The 'content' stream returned by job.get_data() supports methods such as read(), seek(), tell().

# Check this file should be processed the file
# this prevents all files travelling over the network (which is terrible if you are processing 200/s)
if b"12345" != job.get_data().read(5):
return status.OPT_OUT
# reset pointer (important!)
job.get_data().seek(0)
# read all bytes
main = job.get_data().read(0)

Tags

Data streams have a tags property, which is a dict of key:value pairs describing the data stream.

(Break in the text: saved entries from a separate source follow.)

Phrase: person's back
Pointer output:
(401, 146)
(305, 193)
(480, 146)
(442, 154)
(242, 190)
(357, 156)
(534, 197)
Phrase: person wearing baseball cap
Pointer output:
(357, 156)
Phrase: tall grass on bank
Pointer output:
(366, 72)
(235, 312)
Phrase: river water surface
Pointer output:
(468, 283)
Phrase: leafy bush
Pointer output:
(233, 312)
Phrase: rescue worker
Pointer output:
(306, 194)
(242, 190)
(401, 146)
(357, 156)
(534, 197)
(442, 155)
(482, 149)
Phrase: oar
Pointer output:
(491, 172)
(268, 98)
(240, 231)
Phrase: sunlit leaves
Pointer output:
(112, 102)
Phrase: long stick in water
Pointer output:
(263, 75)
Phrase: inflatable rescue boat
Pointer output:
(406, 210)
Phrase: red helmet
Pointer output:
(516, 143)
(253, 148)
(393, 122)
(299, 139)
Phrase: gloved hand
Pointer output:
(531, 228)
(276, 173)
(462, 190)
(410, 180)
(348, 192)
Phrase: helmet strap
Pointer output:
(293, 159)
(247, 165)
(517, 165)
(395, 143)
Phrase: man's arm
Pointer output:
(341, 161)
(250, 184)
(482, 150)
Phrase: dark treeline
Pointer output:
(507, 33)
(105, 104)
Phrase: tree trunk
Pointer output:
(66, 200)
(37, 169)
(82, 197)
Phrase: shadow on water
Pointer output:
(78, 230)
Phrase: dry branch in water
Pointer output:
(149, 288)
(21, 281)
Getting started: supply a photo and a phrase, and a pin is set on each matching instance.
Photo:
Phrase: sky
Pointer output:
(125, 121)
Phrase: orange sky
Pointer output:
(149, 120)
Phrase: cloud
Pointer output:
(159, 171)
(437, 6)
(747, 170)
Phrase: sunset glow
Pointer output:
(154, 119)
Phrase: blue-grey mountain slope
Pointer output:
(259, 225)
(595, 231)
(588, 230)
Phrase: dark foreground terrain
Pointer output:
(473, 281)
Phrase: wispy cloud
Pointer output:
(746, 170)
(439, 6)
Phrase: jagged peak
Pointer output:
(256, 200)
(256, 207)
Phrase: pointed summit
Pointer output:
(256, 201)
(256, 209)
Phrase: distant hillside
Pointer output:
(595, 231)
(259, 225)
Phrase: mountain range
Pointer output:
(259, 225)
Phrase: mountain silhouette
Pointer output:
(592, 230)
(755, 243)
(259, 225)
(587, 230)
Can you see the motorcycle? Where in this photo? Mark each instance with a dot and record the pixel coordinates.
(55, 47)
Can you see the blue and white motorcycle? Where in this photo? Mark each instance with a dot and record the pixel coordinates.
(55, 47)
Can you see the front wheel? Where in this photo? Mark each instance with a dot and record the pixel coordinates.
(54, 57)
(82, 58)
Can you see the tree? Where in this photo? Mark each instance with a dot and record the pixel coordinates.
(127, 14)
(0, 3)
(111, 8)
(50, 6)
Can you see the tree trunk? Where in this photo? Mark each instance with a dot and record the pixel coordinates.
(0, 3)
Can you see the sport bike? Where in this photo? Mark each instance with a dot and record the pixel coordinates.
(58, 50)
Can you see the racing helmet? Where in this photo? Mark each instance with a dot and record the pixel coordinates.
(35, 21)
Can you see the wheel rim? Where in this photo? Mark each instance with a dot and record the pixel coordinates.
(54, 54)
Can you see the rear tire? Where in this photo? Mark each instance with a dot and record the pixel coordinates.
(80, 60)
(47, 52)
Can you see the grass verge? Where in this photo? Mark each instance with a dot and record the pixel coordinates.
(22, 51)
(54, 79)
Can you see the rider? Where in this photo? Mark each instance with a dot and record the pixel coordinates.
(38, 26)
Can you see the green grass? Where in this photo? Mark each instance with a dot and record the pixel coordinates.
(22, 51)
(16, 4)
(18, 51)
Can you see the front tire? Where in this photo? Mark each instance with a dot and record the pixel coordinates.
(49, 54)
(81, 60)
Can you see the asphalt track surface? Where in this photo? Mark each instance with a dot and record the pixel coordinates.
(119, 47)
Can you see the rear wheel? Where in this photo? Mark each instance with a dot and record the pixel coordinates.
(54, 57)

Currently, the tags will contain at least 'sha1', 'sha256', 'md5', 'mime', 'magic' (file output), and 'file_format_legacy' (categorised type of the file such as 'RAR' or 'Win32 DLL').

Non-Content Streams

There may be some situations where you want to process non-'content' streams, or specific behaviour for different file types.

The Azul framework identifies the file type of data streams and allows you to filter on them.

The 'file_format_legacy' is intended to match with the types from virustotal. Types are listed in identify.py in azul-bedrock.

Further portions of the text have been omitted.